Una donna la incrocia e si illumina, per via del passeggino doppio e la ferma con entusiasmo, auguriii che bello! Sono due bambine dice lei stanca, io butto l’occhio dentro e le vedo paffute regali meravigliose e tiranne, mentre la seconda donna, ci informa che lei ha due maschi. 
Non è italiana e ho sentito nella voce entusiasta delle figlie dell’altra che questi suoi maschi non sono qui con lei, sono tra le braccia sapienti di una sorella o della nonna, devono mancarle molto, anche se in questo momento la seconda donna, non ha l’aria tirata, la su vita qui è scarna semplice e non esattamente bastarda, è quel che si deve fare. A volte i bambini devono mancarle come possono mancare i piedi e le mani a chi non ce l’ha, e poi la seconda donna, una camicia bianca e dei pantaloni chiari, molte rughe, molto sole, deve lavorare spesso all’aperto, deve aver deciso, quando sono nati quei due maschi, che questa nascita le aveva dato un’identità, che dal poco che si sentiva ora poteva dire sono una Madre! E anche se non sono qui con me, anche se non mi vede con loro nel passeggino doppio come io vedo lei, io sono una madre.

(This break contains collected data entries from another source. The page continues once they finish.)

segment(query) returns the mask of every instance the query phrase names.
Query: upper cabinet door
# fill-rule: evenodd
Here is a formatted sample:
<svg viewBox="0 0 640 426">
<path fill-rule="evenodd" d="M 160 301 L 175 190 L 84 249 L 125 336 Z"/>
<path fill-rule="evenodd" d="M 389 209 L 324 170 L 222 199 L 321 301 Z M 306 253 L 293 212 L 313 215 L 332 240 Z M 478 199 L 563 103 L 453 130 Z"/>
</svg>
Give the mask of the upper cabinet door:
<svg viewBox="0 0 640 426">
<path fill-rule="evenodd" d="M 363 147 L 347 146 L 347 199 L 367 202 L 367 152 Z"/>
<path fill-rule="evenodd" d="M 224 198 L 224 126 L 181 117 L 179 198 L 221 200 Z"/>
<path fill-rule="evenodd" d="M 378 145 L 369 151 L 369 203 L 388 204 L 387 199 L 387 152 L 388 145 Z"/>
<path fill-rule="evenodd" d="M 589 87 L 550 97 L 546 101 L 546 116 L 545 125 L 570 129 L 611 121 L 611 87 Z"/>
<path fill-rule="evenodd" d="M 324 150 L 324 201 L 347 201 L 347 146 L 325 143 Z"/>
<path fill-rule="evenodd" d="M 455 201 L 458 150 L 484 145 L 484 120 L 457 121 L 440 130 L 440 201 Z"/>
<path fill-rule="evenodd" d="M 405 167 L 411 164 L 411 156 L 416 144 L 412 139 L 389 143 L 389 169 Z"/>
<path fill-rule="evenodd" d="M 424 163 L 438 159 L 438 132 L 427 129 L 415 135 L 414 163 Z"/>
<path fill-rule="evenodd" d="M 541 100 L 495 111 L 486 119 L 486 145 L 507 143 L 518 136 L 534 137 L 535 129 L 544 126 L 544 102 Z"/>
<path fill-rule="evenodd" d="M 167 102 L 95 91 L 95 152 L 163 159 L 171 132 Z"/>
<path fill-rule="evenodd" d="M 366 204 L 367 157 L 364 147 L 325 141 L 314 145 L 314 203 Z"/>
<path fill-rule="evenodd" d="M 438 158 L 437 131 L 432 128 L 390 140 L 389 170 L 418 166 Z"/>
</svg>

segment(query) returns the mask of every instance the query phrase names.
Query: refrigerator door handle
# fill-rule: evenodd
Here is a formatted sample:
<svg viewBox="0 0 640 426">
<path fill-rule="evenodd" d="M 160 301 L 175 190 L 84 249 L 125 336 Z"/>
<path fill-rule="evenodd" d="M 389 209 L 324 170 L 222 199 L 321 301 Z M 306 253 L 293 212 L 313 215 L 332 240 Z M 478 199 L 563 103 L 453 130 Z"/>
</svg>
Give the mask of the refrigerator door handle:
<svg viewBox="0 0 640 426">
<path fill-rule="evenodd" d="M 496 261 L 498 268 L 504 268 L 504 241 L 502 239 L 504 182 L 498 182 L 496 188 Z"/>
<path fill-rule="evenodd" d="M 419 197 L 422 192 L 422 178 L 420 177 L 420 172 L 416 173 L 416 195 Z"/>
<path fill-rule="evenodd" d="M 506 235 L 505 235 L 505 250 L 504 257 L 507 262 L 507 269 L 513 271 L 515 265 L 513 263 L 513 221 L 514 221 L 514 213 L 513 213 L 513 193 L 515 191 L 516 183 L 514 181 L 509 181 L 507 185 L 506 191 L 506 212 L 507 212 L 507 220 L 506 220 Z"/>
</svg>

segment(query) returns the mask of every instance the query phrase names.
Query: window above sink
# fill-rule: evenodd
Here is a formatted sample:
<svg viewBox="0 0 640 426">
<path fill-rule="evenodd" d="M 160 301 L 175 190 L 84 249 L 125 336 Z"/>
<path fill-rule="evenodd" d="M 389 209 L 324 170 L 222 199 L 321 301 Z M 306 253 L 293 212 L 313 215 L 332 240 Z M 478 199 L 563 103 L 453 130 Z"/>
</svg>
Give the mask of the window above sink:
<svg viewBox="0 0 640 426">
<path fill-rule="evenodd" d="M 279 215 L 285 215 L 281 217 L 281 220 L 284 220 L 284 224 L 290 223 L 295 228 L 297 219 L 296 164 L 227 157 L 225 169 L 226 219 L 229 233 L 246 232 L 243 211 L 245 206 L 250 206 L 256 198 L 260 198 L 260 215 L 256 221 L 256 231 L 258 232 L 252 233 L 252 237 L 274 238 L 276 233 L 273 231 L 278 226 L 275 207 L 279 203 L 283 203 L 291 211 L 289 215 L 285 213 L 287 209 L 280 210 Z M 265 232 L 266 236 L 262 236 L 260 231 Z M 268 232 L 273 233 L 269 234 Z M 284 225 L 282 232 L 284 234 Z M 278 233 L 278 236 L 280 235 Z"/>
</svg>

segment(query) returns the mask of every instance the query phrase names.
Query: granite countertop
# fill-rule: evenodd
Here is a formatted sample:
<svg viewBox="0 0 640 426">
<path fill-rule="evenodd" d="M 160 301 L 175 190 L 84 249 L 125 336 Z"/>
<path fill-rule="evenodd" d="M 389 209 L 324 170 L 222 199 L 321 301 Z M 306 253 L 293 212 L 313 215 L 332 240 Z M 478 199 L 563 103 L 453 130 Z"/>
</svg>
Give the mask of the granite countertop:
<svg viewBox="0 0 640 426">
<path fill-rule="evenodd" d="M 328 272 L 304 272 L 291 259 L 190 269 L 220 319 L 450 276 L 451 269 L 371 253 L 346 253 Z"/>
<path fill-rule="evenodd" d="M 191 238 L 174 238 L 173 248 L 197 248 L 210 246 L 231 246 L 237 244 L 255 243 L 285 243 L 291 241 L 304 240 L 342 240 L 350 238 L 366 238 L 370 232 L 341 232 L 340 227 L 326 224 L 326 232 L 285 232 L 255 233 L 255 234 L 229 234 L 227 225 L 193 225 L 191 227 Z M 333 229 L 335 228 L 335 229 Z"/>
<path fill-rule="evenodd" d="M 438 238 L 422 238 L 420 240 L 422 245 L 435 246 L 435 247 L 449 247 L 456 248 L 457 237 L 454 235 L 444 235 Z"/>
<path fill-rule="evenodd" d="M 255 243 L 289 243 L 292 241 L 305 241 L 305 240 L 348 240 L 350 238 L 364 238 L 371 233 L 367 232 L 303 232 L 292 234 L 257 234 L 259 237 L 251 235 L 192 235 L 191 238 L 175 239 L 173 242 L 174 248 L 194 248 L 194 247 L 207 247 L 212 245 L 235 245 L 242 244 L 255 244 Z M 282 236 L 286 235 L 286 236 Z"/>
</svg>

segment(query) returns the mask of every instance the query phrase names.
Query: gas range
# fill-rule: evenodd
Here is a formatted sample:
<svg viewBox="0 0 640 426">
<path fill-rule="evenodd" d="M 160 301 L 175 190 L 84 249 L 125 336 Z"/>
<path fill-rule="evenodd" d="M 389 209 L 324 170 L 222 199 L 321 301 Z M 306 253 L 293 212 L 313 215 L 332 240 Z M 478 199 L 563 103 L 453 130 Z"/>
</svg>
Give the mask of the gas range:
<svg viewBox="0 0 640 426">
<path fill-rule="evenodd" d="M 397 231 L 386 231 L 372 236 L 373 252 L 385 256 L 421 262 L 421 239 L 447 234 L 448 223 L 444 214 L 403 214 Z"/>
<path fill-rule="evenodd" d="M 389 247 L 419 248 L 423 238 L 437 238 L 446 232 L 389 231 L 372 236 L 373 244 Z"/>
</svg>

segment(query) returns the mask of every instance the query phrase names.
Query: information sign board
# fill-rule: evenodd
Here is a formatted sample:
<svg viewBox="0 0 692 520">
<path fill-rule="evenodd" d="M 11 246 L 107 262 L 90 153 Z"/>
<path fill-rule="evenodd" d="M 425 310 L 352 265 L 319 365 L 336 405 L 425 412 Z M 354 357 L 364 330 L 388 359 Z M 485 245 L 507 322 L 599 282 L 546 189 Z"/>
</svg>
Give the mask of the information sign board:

Complimenti! Dice allora felice e orgogliosa alla donna con l’aria tirata, che però avendo l’aria tirata, o forse essendo anche proprio stronza di suo le risponde sciattamente, con una involontaria, certamente involontaria supponenza di classe
.

E ora scrivo questa cosa, che va in direzione ostinata e contraria a questo modesto aneddoto sui limiti nostri e di quel che sappiamo fare, ma se c’è una cosa che regala l’esperienza del materno, è l’ingresso in un mondo di comprensione reciproca che abbatte le differenze, il mondo delle donne che sanno le cose delle vite dei corpi, delle bianche che lasciano il posto al ventre delle nere sulla metropolitana, dei bambini che piangono e ci si guarda negli occhi che cazzo ci avrà mangiare ha mangiato, pisciare ha pisciato, cosa ci ha mo, l’esoterico mistero di questi sovrani che due cose fanno: piangere o non piangere, l’alfabeto morse dei nuovi imperatori, uguale in Cina uguale in Africa, sempre questa cosa dei punti e delle linee, e noi madri ci si guarda, e quella coll’aria tirata la riconosciamo subito, pure tra cagne e tra gatte, e invece, non sempre ci riesce. Non sapevo a chi sorridere delle due, ma quella coll’aria tirata non è interessata a questi commerci carnali, l’altra invece ci si tuffa, sentendosi vista.